There’s an apocryphal story about an elderly Picasso being approached in a restaurant by a diner who asked for a sketch on a napkin. The master took the napkin and in just a few strokes produced a portrait in his unmistakable style. “That will be 50,000 francs, madame.” “How is it possible,” exclaimed the woman, “it took you no more than thirty seconds!” “No,” replied Picasso as he folded the napkin and put it into his pocket, “it has taken me forty years to do that.”
Becoming a senior editor at one of the world’s top publishing houses takes years of effort. And if you check Will’s LinkedIn, you’ll indeed see that he’s been in the business since 2013.
So, well done
. I am one of the many subscribers and am looking forward to your advice.Podcasts – Anxious generation… or biased author and sloppy researchers?
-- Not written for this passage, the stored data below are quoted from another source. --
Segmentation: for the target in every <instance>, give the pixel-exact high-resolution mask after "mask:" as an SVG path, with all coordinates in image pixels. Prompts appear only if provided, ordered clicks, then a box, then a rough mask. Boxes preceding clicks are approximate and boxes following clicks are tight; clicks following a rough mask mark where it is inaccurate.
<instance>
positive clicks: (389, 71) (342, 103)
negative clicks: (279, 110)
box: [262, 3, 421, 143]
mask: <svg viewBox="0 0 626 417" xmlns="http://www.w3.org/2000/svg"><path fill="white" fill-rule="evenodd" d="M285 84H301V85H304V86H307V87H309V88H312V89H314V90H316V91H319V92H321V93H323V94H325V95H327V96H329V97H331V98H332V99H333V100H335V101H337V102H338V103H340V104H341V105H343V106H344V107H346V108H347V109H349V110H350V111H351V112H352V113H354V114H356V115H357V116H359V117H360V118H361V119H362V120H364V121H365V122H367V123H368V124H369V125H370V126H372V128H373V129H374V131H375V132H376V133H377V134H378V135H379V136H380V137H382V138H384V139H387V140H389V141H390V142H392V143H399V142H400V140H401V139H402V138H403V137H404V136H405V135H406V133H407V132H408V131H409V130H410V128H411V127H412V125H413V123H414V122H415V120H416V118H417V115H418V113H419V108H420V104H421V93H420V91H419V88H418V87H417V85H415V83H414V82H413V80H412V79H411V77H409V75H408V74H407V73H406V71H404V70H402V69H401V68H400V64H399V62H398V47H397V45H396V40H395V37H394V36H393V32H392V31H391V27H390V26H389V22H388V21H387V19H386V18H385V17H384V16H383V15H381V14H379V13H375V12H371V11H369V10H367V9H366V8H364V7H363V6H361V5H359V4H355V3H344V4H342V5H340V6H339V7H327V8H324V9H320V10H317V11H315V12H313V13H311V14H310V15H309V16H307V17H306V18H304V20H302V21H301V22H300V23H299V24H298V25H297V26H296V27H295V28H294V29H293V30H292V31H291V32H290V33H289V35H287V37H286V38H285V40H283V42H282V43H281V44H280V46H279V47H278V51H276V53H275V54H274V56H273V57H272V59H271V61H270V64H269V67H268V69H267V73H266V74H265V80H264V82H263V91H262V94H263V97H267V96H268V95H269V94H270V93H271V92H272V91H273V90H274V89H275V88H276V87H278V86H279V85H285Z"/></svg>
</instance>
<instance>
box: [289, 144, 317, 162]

The Anxious Generation by Jonathan Haidt made quite the splash last year. Haidt argues smartphones and social media are to blame for the what he refers to as an epidemic of mental illness.
Vaden Masrani and Ben Chugg take a look at the book and in particular at the research Haidt used to back up his claims in episode 82 of their Increment podcast.
Their conclusion? The data was treated “sloppily.”
Haidt is aware of his bias and went to great lengths to offset it by collecting and processing the studies in the open and online. Yet, they argue, not only does he mix and match results from different studies to support his conclusion, but he also draws from studies that are far from rigorous.
I admit that I haven’t verified their claims, but having been a listener of the show for a while, I have no reason to be suspicious. Besides—and here, my own bias comes into play—between the replication crisis and academics like Francesca Gino, how can we trust anything coming from fields of research that resort to appending “science” to their name?
That’s not to dismiss Haidt’s claim—Vaden and Ben take it seriously and so do I. But we need to be careful in choosing explanations that boil down to “this new technology is bad.”
Many of the technologies we depend on and treat as harmless today were considered evil and dangerous when they were introduced. Check out the excellent Pessimist Archive to get an idea.
My guess is that reality is far more complex than the correlation some see, or forcefully extract, from a bunch of more or less rigorous studies. Every child is unique and parents need to work together to create individual solutions.
Kids Books
I stumbled upon a post on X by
, recommending giving every child a copy of Stephen Biesty’s Cross-Sections Castle to encourage reading:Another case of “right place, right time.” My son has been interested in castles recently, building his own LEGO version after the latest session of watching Lord of the Rings together.
For what my sample of one is worth, Ryan’s suggestion is solid. My son immediately buried his head in Biesty’s superb illustrations and got lost in the book for a long while.
We’ll likely get the rest of the Cross-Sections series. I’ll let you know which was the favorite.